This file describes how the run_analysis.r scripts works. The purpose of the script is to fulfill assigments of cousera course project of "Getting and Cleaning Data Course Project".
Given all relevant files exist in the working directory as provided by coursera, the following are the requirements:
- Merges the training and the test sets to create one data set.
- Extracts only the measurements on the mean and standard deviation for each measurement.
- Uses descriptive activity names to name the activities in the data set
- Appropriately labels the data set with descriptive variable names.
- From the data set in step 4, creates a second, independent tidy data set with the average of each variable for each activity and each subject.

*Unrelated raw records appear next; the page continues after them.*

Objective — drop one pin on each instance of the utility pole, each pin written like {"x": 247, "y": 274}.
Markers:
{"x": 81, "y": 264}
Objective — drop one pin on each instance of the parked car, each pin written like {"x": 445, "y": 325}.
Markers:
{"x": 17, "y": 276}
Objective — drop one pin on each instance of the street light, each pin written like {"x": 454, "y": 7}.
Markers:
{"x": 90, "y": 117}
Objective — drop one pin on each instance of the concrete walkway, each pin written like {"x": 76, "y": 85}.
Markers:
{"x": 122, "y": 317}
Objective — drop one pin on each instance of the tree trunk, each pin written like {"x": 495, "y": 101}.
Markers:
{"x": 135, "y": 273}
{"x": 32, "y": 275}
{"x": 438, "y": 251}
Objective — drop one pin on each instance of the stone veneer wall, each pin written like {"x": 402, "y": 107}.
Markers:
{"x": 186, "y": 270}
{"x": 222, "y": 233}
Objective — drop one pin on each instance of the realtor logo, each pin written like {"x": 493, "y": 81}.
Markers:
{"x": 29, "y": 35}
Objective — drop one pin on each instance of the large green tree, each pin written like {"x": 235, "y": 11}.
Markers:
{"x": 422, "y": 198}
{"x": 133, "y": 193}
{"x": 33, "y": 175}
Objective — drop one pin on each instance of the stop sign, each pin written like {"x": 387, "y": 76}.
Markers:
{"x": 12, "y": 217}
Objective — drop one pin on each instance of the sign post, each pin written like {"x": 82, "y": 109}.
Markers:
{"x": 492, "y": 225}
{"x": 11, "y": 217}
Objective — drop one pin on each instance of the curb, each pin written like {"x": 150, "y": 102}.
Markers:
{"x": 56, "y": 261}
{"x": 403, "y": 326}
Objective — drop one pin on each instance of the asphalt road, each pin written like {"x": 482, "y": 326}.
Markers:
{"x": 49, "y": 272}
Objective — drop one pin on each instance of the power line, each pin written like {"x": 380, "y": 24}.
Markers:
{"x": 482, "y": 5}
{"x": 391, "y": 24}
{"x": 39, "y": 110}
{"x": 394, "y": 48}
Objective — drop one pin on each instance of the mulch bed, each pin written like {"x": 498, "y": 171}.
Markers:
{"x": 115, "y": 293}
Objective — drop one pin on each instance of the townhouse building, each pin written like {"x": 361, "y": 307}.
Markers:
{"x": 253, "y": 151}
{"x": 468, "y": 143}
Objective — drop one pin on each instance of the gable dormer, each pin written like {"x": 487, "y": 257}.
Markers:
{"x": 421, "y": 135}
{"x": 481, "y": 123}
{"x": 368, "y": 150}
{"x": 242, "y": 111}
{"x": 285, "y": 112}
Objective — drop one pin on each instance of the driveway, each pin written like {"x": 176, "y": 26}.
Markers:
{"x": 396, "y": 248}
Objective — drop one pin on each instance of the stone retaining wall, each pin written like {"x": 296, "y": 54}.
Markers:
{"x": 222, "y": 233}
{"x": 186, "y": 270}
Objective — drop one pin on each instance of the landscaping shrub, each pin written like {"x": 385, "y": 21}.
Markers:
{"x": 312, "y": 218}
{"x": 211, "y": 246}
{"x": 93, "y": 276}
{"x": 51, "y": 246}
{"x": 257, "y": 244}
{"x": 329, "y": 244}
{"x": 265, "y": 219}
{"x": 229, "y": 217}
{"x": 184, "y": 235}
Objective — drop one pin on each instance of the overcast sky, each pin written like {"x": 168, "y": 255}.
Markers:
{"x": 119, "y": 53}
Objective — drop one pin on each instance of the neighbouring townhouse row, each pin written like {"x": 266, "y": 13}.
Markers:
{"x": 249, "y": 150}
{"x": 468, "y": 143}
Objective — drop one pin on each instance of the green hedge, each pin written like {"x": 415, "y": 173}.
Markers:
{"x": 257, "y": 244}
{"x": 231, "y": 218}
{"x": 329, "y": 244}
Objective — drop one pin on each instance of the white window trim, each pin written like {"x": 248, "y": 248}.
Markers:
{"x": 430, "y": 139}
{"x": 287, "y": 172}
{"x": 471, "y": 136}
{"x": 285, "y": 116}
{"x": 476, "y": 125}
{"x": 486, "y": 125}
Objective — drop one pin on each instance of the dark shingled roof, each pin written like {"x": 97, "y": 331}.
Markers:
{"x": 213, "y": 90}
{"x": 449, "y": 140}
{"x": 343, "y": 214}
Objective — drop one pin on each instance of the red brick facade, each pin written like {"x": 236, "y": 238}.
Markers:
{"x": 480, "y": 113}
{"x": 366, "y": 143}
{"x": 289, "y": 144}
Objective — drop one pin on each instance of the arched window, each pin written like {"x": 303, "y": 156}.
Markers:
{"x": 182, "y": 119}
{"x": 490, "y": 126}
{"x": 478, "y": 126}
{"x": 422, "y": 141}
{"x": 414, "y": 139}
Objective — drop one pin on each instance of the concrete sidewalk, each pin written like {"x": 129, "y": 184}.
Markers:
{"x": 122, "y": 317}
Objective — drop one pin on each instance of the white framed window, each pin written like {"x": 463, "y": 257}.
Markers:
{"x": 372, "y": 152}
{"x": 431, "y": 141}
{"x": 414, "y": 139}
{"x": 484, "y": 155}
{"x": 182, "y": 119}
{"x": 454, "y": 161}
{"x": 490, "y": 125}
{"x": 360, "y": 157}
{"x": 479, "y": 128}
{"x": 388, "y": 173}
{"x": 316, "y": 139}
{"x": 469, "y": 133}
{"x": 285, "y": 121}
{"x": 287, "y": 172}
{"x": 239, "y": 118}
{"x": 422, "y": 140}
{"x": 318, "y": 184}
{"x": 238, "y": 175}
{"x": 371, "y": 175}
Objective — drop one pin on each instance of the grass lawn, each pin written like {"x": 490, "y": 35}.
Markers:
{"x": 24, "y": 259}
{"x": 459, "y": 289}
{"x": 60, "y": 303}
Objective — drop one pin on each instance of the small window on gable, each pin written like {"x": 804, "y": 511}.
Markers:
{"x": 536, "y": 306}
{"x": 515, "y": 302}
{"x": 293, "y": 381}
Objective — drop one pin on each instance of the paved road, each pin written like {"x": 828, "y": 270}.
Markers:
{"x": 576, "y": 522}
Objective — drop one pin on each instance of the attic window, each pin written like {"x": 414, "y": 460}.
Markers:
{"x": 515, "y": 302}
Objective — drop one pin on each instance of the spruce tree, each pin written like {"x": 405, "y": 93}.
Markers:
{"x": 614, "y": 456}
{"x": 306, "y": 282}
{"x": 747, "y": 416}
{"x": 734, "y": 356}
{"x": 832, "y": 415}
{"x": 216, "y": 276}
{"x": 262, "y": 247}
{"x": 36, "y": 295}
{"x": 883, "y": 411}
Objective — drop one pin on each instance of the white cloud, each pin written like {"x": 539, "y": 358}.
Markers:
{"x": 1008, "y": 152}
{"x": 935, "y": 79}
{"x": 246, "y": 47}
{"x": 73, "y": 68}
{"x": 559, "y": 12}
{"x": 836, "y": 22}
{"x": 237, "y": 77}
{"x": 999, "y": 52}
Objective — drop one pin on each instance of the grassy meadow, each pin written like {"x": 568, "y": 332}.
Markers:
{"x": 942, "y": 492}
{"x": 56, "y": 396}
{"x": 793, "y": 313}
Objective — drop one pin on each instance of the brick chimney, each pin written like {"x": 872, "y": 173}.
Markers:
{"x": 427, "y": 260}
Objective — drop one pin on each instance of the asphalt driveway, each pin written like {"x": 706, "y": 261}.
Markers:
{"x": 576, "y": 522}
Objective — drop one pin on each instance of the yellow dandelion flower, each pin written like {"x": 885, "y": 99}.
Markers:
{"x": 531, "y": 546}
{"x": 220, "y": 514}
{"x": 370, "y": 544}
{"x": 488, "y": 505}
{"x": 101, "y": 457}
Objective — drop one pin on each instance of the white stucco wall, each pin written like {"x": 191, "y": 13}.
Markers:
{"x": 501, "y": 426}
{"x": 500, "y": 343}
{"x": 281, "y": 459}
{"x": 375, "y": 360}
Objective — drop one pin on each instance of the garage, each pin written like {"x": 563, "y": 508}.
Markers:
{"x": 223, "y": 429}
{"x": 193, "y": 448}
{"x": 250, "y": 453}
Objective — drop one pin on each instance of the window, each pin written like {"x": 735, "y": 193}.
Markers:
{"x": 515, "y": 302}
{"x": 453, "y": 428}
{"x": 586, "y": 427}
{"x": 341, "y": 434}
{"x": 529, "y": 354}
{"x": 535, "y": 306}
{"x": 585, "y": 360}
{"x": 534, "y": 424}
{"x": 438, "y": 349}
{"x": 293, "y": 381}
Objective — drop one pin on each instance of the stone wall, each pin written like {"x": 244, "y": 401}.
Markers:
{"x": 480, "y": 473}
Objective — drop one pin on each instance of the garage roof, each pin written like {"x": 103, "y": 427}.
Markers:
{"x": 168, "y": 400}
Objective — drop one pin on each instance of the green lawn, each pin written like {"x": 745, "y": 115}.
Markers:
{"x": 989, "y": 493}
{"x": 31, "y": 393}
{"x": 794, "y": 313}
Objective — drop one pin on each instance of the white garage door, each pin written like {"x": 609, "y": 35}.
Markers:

These two has been done together. I chose to first work on test group, then on the train group, and then combine them together. For each, test and train group, i've created a DS as follows: a. reading the x and y files. x files has been loaded with only mean and standard deviation as required. b. reading the subject. c. applying col names where required. d. merging 3 tables.
After test and train data sets were ready, I have merged them together.
Since I have merged the activity_label to the dataset on the previous stage, the only thing left is to remove the activity_id col in order to keep the data set tidy.
I've used gsub to replace all shortcuts on col names with full names taken from the features_info.txt file.
I have aggregated the first tidy data set by activity and subject, calculated the mean for each measurement.